Until the real estate bubble burst it was almost impossible to not make money in just about any market. For instance, in Florida the market was expanding so dramatically that you could buy a property based almost entirely on a fairly accurate verbal description and - even if you had negative equity to start - could hold it for a few months and still turn a profit.

More than one real estate investor who didn't know any better would jump into the market, take a call from somebody describing their property, and decide whether to move forward. So how did some of these investors make a decision if they couldn't see the property?

They would ask for a description of it.

As long as the market was skyrocketing northward at breakneck speed, the ability to analyze a deal was optional. It made millionaires out of novices who were clueless about how to make money and who were simply the beneficiaries of favorable market conditions. So what happened?

As you know, the market fell apart and the guaranteed profits went the way of the dinosaur. When that happened, all these "What if..." investors became "What now?" investors and their existence was jeopardized. Not knowing what to do, they began falling one by one like little dominoes.

These investors weren't bad people - nor were they stupid. They just didn't know what they were doing. Instead of being able to roll with the current market conditions they were rocked by conditions beyond their control. Why did this happen to them?

In short, they were well-positioned to continue making money as long as the sun kept rising every day as it had since they jumped into the market. The market, like the sun, kept going higher and higher. In their experience there was no such thing as a rainy day.

Plan "A" was making them so rich that as long as the market continued to rise that the need for having a Plan "B" never occurred to them. Do you know what else never occurred to these investors?

It never occurred to them that their Plan "A" was also flawed.

When the rains came, as they inevitably will, the only option they had was to fall to the wayside as real estate failures.
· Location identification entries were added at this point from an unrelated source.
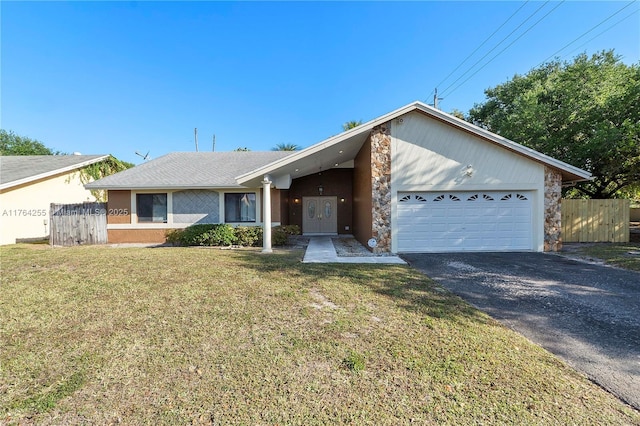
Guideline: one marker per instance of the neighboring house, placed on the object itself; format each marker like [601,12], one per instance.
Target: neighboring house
[30,183]
[413,180]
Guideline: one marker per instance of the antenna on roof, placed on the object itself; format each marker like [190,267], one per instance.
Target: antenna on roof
[144,157]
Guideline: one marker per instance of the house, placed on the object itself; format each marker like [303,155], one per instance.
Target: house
[413,180]
[30,183]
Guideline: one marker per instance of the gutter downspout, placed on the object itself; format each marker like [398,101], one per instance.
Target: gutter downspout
[266,214]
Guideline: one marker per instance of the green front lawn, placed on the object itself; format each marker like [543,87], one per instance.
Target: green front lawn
[102,335]
[622,255]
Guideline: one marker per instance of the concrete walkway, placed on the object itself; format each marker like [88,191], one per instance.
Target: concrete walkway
[321,250]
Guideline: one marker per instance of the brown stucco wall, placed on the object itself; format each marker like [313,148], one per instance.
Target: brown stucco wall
[284,207]
[117,236]
[119,207]
[362,203]
[335,182]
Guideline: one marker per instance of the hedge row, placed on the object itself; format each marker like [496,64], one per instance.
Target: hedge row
[225,235]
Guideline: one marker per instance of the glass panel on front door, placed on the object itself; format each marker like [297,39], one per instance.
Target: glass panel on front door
[327,209]
[311,209]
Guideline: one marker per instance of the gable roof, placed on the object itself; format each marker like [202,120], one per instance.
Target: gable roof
[189,170]
[334,151]
[21,169]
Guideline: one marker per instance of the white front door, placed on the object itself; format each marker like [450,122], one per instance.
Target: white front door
[319,215]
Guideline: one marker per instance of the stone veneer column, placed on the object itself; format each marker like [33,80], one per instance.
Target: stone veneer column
[381,187]
[552,214]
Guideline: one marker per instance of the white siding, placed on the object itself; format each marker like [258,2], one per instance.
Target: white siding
[428,155]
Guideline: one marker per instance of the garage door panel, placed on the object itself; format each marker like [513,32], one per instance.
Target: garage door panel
[464,221]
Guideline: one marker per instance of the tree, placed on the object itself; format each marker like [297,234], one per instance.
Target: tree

Real estate investors can make tactical errors for a variety of reasons. Unfortunately, they frequently don't realize they've made a tactical error until it's too late to change course. By then the train has left the tracks in a massive financial derailment that could take years to clean up.

When real estate investors are first starting out, many of them will rely on the guidance received from a real estate investing course, a book they've read, or a series of articles that they've seen on the Internet for advice about how to succeed as a real estate investor. If you've ever bought one of these resources, you're very aware that they almost always universally recommend that you have or develop a working knowledge of your local real estate market. As a result, a lot of brand-new real estate investors will purchase property very close to where they live with the erroneous thinking that because it's in their local real estate market that it is a good investment.

That's not always the case.

Just because a property happens to be in your neighborhood doesn't necessarily make it a good investment. However, partially out of laziness and partly because of an honest misapplication of the above principle, far too many real estate investors purchase property just down the street or around the corner from their own residence.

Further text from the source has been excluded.